Recommendations and Advice
Visit the Knowledge Base section of our website or our blog for equipment advice. If you can’t find what you’re looking for, please get in touch!
Backcountry UK in Ilkley offer an excellent mountain boot fitting service and general equipment advice.
Please see our Equipment Hire page for more details.
For this trip you must have specialist travel insurance providing medical, emergency search/rescue and repatriation cover for the following activities: rock climbing and mountaineering in glaciated areas requiring the use of ropes, up to 5000m altitude. We also strongly recommend that you purchase cancellation cover, in case you’re unable to attend your trip due to personal circumstances or injury.

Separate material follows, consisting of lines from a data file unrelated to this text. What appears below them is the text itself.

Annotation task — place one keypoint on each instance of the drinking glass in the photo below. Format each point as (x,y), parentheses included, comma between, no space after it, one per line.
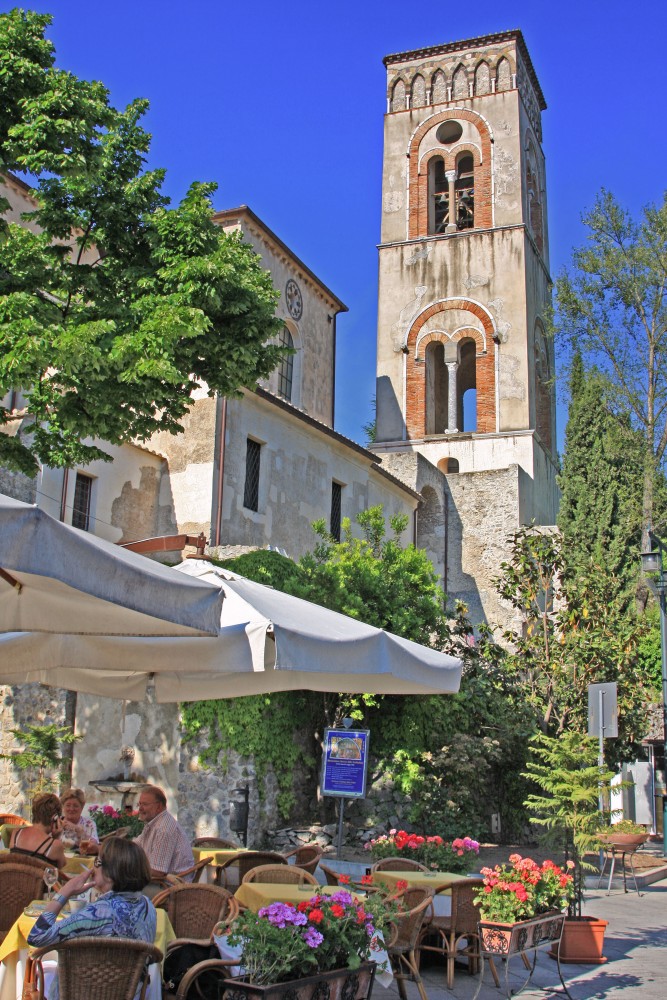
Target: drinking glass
(50,879)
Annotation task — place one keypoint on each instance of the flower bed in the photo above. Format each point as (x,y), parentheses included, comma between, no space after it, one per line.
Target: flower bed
(524,890)
(458,855)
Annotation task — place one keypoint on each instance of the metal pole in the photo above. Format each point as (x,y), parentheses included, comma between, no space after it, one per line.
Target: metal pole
(662,585)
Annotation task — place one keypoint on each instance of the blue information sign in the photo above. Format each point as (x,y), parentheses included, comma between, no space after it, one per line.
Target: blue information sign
(344,762)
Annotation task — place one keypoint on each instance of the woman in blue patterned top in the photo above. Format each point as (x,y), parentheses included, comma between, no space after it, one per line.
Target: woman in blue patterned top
(119,874)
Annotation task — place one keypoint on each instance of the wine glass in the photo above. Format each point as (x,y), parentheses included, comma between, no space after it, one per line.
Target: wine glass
(50,879)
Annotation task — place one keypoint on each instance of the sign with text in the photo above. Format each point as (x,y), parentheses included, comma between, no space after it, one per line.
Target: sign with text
(344,762)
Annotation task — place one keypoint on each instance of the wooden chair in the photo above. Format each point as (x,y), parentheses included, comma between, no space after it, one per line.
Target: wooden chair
(398,865)
(330,875)
(280,874)
(231,872)
(194,910)
(218,843)
(452,930)
(101,967)
(307,857)
(416,907)
(19,885)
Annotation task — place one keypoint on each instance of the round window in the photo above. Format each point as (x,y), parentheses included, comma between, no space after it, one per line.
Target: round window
(449,132)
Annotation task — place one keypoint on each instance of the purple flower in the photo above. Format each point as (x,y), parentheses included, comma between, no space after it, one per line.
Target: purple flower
(280,915)
(313,938)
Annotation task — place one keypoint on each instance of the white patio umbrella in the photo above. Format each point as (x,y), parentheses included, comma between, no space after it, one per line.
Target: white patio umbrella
(267,641)
(57,579)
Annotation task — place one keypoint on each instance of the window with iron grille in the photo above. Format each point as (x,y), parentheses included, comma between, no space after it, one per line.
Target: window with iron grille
(286,370)
(251,491)
(83,489)
(334,521)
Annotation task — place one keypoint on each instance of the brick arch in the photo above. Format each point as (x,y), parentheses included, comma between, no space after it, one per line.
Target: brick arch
(415,368)
(418,177)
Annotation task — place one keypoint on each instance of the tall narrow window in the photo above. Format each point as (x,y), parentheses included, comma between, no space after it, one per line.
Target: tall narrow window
(465,192)
(251,491)
(439,197)
(336,501)
(83,489)
(286,369)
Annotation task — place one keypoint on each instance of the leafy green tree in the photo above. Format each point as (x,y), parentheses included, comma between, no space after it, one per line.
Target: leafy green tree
(575,632)
(117,307)
(613,308)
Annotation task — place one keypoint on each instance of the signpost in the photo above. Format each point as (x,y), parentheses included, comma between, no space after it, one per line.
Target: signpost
(344,762)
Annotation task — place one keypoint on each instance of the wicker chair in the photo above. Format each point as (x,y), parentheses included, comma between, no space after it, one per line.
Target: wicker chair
(280,874)
(231,872)
(100,967)
(460,925)
(194,910)
(416,907)
(307,857)
(330,875)
(218,843)
(19,885)
(398,865)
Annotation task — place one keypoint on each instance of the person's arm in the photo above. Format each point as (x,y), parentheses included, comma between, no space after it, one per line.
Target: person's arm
(87,920)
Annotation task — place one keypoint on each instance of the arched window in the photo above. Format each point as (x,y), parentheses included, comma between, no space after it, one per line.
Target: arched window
(439,199)
(465,192)
(286,369)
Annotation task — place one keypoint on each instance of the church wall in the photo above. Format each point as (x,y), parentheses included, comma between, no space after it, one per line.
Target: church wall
(297,467)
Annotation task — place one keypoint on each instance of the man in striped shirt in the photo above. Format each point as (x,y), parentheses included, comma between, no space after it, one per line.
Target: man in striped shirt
(164,841)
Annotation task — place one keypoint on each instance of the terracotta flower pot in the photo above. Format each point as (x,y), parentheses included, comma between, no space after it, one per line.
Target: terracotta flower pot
(582,941)
(339,984)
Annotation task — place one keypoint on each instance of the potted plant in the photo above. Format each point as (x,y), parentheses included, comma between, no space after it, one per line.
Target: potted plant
(522,905)
(458,855)
(566,770)
(291,949)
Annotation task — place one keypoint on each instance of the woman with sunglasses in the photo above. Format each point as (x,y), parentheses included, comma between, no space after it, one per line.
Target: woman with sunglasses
(119,874)
(42,839)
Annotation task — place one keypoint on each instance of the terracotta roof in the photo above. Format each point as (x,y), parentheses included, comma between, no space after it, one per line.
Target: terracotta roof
(469,43)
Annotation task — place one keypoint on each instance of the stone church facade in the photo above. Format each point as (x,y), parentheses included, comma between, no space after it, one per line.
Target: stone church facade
(465,410)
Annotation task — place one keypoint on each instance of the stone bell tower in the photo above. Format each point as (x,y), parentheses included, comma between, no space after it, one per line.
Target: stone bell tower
(465,369)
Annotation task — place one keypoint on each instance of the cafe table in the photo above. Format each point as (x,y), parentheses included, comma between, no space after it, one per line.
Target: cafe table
(440,882)
(218,856)
(255,895)
(14,952)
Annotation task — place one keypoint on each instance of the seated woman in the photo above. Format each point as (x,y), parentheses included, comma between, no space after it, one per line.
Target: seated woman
(42,839)
(77,828)
(120,872)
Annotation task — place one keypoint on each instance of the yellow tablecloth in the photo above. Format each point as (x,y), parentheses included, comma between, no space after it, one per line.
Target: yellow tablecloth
(440,882)
(255,895)
(219,855)
(17,935)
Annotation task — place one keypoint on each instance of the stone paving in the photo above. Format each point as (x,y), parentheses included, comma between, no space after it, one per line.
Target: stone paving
(635,946)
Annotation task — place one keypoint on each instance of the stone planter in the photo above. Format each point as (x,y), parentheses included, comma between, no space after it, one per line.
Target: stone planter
(339,984)
(499,938)
(582,941)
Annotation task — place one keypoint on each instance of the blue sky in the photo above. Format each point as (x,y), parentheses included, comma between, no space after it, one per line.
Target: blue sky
(282,105)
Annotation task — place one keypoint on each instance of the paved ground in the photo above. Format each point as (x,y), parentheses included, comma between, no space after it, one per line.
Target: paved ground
(635,945)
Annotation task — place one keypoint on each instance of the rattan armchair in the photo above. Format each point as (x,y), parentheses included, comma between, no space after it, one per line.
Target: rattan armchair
(452,930)
(280,874)
(307,857)
(231,872)
(416,907)
(194,910)
(398,865)
(101,967)
(215,843)
(19,885)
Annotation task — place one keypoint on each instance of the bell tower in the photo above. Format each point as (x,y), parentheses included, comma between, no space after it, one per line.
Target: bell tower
(464,366)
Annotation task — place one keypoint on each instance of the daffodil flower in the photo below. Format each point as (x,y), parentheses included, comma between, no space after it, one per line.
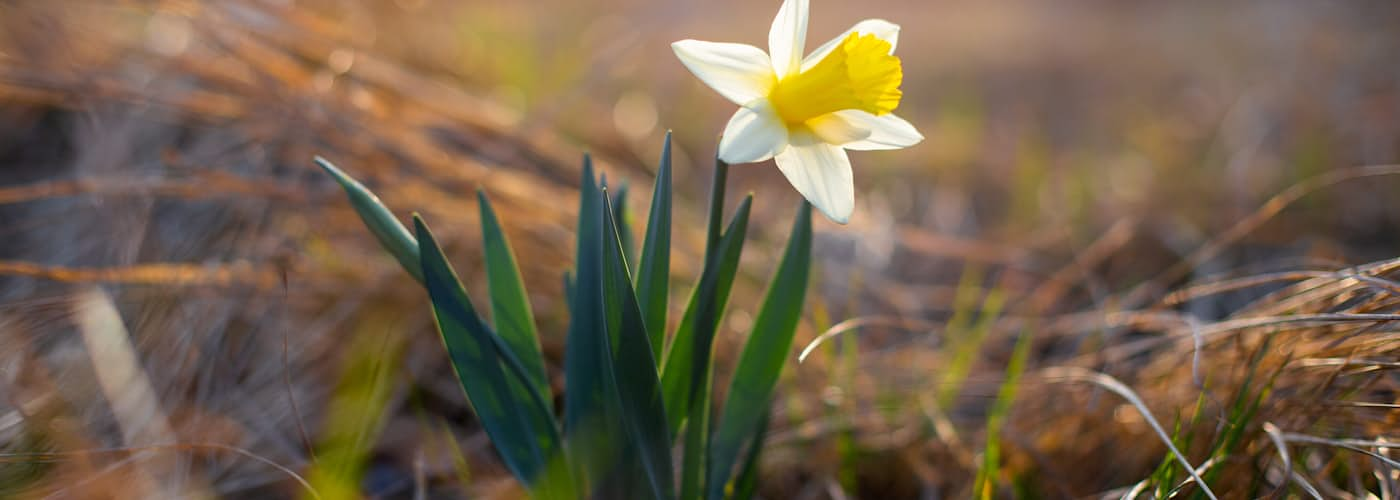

Please arrange your insurance as soon as your trip is confirmed to run.
Insurance for UK residents
European Health Insurance Card (EHIC). This gives you reciprocal health care in European countries. You can apply for an EHIC card online here or from most Post Offices. You need an EHIC in addition to your travel insurance.
European residents (non-UK)
Austrian Alpine Club. Available to all European residents. AAC insurance is cheap and works ok for minor accidents and rescues, but is not as comprehensive as many other insurance providers. The medical cover included would not be enough for complex treatment or a prolonged stay in hospital. It also doesn’t include cancellation cover. If you choose to use AAC we recommend you take out extra medical cover with another provider, to ‘top up’ the AAC medical limit, as well as a separate cancellation policy.
Travelex. For US citizens – a range of policies with comprehensive cover.
For any nationality
Global Rescue. Cover offered to all nationalities via a combination of GR membership and their separate insurance policy.
If you choose an alternative provider, or if there is any doubt about the scope of your chosen policy we recommend that you send your insurer the link to the relevant Alpine Guides trip webpage, and ask them if cover extends to those activities and has the required components (search/rescue, medical, repatriation and cancellation). It’s worth mentioning that rescue and medical expenses in Switzerland can be significantly more expensive than in other countries, so a decent level of cover is required for Swiss tours.
We recommend that you send us your insurance details before the trip commences, and they must be brought to the course briefing at the start of your trip. However, we cannot check the detail of every individual policy, and it is your own responsibility to ensure you are adequately insured.